Thoughts from COP26: A broader role for finance

Sefton Laing reflects on COP26 and the broader role that finance must play in the transition to net-zero.

Whilst there’s plenty of cynicism to be found that this was the ‘most corporate COP ever’ with its podiums for billionaires and its hard-to-fathom $130 Trillion climate commitments, it’s certainly clear that big finance has well and truly arrived in climate negotiations. A few years ago, people bemoaned the lack of finance for solutions, of investors and lenders being too cautious, sceptical and unwilling. Encouragingly, it’s quite the reverse now. If there’s one message it was hard to escape at COP26 it’s that there’s a “wall of money” in the capital markets just waiting to be unleashed on the solutions and the “capital in the funnel” has never been bigger.  


So is it simply a case of opening the taps and letting the money flow? Clearly that is happening to a degree, especially in areas where the technology is mature (like wind and solar) or where the policy direction seems clear (like electric vehicles in some markets). But one of the other important messages to be heard at COP26 was about the persistent blockers that mean finance still isn’t finding its way into the transition at the scale and pace needed.

Fridays for future protest sign

Listening to the voices of those involved in actually creating the solutions to climate change on the ground - and those dealing with the physical and economic impacts of climate at the same time - the sense that finance isn’t the main problem was clear. In some countries, poor local governance and ineffective legal frameworks still represent a major hurdle. The frustration that bad government and even corruption get in the way of good investment is palpable, with one ex-Prime Minister of a developing country commenting that “democracy is the most important climate adaptation measure there is for countries like ours”.


As well as not being corrupt, governments also need to set the right policy and regulatory direction for finance to flow. It’s not particularly common to hear business calling for more regulation but when it comes to transforming the energy system it’s a familiar cry. Left entirely to market forces, most recognise that the transition will not come quickly enough - such is the inertia and complexity in the system.  


There’s a need for governments to take some big calls now or we risk living in an experimentation phase for too long. Even simple things like technology standardisation (think EV charging networks for example) are important to move forward at pace. And there’s a very practical need for skilled workforces of engineers, planners and builders to actually construct things in real life. In most parts of the world, people say there aren’t nearly enough of them.  

...But the thing about what’s been agreed at COP26 is that it needs to involve everyone - all parts of society and all parts of industry.

All of this isn’t to say that finance is no longer an issue – far from it – but it’s clear that other things need to be tackled with urgency at the same time. And if we look beyond the energy transition and into the emerging intersection of climate, nature and ecosystem services (a key theme of COP26) there is still, unfortunately, a basic lack of capital. The age-old problem of the ‘tragedy of the commons’ persists: nature isn’t valued properly and the rewards from destroying it often outweigh those from preserving it. Even where nature is preserved, it’s usually at a financial cost to whoever’s preserving it.

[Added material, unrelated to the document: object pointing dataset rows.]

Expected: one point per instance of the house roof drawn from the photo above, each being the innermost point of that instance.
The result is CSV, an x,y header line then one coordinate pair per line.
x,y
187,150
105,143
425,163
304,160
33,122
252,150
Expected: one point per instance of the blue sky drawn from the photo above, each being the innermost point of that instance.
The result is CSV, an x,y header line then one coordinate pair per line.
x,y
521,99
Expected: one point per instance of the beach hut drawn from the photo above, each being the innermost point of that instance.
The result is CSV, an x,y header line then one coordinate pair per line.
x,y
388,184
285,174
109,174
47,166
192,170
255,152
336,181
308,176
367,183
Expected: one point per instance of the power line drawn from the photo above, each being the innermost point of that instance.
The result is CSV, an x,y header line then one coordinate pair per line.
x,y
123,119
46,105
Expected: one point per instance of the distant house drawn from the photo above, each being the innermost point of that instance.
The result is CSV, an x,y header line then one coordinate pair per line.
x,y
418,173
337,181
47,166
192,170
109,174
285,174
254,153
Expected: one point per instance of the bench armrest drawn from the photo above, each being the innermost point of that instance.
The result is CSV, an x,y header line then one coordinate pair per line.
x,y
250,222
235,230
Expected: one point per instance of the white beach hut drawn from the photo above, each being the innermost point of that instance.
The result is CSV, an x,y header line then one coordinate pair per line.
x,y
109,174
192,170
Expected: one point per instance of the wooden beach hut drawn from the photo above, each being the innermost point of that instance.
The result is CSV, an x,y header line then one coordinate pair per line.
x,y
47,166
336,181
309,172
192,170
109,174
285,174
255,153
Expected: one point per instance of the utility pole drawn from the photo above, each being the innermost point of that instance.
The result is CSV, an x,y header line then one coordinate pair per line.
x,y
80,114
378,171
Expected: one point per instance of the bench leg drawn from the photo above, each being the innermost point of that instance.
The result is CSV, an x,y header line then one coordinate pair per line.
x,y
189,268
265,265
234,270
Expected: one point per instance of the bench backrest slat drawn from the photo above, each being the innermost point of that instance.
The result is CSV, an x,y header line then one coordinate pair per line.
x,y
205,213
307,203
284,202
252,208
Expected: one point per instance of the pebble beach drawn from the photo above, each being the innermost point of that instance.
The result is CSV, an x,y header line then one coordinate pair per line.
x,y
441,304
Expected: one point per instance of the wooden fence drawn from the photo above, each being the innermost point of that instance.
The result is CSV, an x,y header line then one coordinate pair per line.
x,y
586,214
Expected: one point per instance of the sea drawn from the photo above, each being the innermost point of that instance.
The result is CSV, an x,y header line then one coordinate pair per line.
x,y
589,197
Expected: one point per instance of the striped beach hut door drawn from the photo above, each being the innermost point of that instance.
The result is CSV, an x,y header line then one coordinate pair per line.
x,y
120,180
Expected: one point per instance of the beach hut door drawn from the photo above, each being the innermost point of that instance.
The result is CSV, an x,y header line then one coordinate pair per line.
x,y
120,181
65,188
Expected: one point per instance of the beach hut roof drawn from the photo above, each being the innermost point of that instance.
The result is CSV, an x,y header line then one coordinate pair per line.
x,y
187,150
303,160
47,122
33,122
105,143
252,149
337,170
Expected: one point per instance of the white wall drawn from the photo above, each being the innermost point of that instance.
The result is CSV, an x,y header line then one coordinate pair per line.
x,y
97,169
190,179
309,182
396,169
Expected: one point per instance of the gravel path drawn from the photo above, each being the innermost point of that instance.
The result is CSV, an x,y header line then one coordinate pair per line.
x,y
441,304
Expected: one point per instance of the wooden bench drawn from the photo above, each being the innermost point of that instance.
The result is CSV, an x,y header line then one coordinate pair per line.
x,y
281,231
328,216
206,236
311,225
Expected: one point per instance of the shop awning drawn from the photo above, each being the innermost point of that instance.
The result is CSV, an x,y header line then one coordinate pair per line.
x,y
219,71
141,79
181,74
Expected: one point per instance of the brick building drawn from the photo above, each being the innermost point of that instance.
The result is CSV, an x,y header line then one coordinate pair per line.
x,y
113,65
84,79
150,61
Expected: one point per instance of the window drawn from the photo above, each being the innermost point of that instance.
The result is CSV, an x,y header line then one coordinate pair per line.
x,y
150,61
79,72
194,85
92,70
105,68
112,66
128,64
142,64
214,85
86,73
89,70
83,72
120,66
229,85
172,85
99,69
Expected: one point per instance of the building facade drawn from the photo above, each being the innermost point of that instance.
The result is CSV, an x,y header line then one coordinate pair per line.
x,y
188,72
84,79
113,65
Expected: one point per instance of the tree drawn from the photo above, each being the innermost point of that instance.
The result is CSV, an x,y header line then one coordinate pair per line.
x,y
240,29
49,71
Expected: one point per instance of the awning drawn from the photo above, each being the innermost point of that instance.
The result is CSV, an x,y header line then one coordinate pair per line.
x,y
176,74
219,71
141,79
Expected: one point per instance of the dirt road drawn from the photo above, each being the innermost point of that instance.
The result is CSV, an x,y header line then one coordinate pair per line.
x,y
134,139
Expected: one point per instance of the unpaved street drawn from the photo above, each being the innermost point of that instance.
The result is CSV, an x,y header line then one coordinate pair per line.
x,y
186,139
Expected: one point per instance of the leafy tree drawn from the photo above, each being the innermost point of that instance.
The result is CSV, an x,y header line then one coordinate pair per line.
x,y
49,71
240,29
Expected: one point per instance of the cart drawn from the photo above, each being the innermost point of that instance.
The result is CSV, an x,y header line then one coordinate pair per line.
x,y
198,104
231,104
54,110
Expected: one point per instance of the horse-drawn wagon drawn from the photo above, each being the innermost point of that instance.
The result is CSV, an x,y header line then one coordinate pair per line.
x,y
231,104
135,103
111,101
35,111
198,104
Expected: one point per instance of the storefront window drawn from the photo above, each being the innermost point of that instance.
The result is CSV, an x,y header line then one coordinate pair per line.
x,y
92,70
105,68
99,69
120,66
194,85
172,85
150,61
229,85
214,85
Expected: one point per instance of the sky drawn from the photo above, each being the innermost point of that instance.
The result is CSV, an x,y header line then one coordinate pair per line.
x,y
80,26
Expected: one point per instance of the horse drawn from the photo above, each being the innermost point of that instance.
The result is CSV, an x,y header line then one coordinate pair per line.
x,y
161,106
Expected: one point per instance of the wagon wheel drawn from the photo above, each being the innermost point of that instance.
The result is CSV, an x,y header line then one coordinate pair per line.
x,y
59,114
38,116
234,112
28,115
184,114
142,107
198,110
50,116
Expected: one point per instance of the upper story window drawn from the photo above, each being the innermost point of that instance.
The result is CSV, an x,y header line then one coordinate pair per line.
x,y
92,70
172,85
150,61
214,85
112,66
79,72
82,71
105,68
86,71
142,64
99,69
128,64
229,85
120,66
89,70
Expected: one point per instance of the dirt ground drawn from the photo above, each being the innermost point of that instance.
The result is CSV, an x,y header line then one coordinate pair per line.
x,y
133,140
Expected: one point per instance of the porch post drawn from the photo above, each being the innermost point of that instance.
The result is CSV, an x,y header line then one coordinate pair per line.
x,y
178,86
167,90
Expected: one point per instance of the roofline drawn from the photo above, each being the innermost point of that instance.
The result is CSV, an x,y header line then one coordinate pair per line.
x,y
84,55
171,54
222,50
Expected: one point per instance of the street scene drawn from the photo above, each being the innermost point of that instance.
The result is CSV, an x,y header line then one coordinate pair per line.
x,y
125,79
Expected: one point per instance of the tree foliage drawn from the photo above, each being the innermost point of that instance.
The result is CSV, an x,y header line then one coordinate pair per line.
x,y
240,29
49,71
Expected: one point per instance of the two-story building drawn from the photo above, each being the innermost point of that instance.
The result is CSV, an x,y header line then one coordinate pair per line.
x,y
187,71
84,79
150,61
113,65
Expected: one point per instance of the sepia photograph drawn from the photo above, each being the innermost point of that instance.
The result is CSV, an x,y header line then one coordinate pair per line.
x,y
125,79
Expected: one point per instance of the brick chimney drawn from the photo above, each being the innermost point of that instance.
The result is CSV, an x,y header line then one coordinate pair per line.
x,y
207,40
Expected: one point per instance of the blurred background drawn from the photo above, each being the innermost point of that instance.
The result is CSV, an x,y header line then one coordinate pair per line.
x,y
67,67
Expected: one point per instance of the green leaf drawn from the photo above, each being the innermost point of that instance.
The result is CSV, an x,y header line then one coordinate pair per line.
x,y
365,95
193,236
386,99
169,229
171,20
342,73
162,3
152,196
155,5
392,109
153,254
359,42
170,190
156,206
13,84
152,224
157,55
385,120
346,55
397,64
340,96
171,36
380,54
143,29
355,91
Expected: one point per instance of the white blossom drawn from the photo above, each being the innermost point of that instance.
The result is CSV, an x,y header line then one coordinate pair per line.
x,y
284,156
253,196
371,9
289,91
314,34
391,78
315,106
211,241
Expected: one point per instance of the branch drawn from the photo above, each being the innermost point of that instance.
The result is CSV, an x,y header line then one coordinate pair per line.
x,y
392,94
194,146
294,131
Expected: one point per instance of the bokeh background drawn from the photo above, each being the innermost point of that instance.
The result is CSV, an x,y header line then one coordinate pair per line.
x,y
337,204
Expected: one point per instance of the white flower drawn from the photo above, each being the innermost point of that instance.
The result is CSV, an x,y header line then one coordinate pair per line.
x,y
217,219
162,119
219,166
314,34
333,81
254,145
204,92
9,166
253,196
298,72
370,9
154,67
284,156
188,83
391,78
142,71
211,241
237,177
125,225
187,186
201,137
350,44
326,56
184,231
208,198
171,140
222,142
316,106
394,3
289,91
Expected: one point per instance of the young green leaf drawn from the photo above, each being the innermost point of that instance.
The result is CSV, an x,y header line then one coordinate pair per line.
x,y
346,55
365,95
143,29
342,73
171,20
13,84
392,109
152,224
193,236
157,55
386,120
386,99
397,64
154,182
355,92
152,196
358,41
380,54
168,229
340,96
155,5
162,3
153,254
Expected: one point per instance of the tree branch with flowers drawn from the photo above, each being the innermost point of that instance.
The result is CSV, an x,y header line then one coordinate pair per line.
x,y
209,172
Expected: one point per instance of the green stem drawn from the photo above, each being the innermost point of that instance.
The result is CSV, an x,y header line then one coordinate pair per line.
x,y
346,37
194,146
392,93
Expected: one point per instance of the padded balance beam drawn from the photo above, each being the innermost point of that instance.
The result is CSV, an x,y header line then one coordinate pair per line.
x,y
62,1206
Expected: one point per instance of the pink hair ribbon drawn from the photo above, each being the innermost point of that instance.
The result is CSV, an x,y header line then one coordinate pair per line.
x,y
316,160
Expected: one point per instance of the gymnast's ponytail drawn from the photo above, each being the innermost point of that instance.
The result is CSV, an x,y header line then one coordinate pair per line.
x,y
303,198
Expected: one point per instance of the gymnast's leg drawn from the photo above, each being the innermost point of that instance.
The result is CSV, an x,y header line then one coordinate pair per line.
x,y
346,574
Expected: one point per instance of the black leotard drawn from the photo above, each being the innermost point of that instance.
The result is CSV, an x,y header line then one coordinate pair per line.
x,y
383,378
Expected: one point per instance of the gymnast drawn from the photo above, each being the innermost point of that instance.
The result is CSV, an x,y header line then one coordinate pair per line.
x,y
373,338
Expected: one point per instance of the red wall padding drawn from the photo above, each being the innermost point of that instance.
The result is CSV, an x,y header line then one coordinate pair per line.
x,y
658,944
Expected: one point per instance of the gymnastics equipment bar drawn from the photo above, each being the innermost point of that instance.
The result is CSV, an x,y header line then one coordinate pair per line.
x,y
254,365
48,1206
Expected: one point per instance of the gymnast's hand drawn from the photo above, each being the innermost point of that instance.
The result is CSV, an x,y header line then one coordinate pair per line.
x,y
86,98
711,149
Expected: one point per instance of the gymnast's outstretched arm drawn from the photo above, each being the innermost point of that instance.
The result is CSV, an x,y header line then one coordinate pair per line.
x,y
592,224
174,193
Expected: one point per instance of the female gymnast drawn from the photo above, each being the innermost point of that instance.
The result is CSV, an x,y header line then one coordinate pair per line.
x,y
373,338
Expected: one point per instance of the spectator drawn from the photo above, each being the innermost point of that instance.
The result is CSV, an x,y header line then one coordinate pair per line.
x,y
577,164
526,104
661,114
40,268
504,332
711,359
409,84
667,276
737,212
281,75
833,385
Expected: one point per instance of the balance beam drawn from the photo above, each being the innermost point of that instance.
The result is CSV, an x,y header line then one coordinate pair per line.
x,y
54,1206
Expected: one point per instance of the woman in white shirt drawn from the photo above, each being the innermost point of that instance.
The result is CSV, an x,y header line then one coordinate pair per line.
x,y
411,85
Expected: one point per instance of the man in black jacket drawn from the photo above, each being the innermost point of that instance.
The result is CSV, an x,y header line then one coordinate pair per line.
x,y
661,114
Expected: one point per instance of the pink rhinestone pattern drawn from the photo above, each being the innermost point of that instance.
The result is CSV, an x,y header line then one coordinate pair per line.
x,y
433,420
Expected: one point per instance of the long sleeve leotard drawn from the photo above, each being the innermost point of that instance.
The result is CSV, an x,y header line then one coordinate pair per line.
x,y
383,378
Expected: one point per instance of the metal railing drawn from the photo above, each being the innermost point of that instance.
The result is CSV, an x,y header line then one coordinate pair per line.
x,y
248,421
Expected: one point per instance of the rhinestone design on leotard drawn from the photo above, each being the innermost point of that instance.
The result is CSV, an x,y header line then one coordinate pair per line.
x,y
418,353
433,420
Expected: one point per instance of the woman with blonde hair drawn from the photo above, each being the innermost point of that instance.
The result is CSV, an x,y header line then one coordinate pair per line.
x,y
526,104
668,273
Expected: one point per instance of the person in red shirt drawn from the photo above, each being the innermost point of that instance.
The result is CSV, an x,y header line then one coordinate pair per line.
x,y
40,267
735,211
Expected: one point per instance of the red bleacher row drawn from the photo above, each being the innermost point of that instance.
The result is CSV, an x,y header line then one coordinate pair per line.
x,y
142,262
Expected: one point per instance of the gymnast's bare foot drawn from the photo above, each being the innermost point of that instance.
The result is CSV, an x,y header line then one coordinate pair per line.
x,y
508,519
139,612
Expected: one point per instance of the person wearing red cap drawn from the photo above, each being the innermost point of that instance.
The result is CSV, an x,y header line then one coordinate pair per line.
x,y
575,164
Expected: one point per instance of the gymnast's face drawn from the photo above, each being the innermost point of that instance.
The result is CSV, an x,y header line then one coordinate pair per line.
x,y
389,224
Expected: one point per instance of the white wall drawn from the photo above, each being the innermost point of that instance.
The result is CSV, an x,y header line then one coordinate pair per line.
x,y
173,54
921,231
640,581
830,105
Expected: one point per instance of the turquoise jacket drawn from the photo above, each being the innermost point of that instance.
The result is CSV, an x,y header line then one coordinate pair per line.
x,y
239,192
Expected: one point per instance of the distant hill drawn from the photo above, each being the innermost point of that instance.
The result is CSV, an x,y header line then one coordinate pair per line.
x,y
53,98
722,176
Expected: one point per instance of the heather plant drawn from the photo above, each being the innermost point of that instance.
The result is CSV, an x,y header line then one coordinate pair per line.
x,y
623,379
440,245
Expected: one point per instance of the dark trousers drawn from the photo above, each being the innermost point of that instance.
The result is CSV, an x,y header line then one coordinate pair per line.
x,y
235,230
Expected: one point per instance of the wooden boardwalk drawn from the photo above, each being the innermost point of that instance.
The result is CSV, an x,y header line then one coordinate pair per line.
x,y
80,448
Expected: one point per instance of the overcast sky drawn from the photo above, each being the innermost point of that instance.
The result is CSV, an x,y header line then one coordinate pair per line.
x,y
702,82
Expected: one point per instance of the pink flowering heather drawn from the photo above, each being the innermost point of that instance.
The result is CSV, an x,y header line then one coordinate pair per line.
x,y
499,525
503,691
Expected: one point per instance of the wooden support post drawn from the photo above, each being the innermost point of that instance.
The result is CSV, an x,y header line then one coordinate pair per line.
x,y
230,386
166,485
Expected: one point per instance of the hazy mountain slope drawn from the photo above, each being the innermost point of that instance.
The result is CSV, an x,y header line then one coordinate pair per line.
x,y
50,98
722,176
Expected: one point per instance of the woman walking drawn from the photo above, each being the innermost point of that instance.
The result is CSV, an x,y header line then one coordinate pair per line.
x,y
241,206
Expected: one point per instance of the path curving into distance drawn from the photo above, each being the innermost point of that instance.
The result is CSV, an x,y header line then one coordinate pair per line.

Again, multi-sector collaboration and leadership from governments is needed. Attendees at COP26 talk of a lack of established channels or financial instruments to facilitate investment in nature. The carbon offset market is to some extent acting as a proxy that lets some capital flow, but there is a need to create more ‘proofs of concept’ that demonstrate how protecting nature can generate returns. 


It would be nice to think that the world’s most innovative and disruptive companies can sidestep most of these practical issues and find profitable solutions that can be deployed at scale. Based on the evidence we see from some of our most forward-thinking holdings they can certainly play a role. But the thing about what’s been agreed at COP26 is that it needs to involve everyone - all parts of society and all parts of industry. This is a point made particularly forcefully by those campaigning for a fair and just transition who say the shift to net zero must not result in the kind of negative social impacts that accompanied the de-industrialisation of richer countries in the past. 


For those of us working in the finance industry, it’s important to challenge ourselves to think well beyond our roles as providers of capital. If we’re serious about supporting the transition to net zero, we also need to play a role in helping to solve the more practical and, frankly, difficult challenges that need to be overcome if the true potential of climate solutions is to be realised.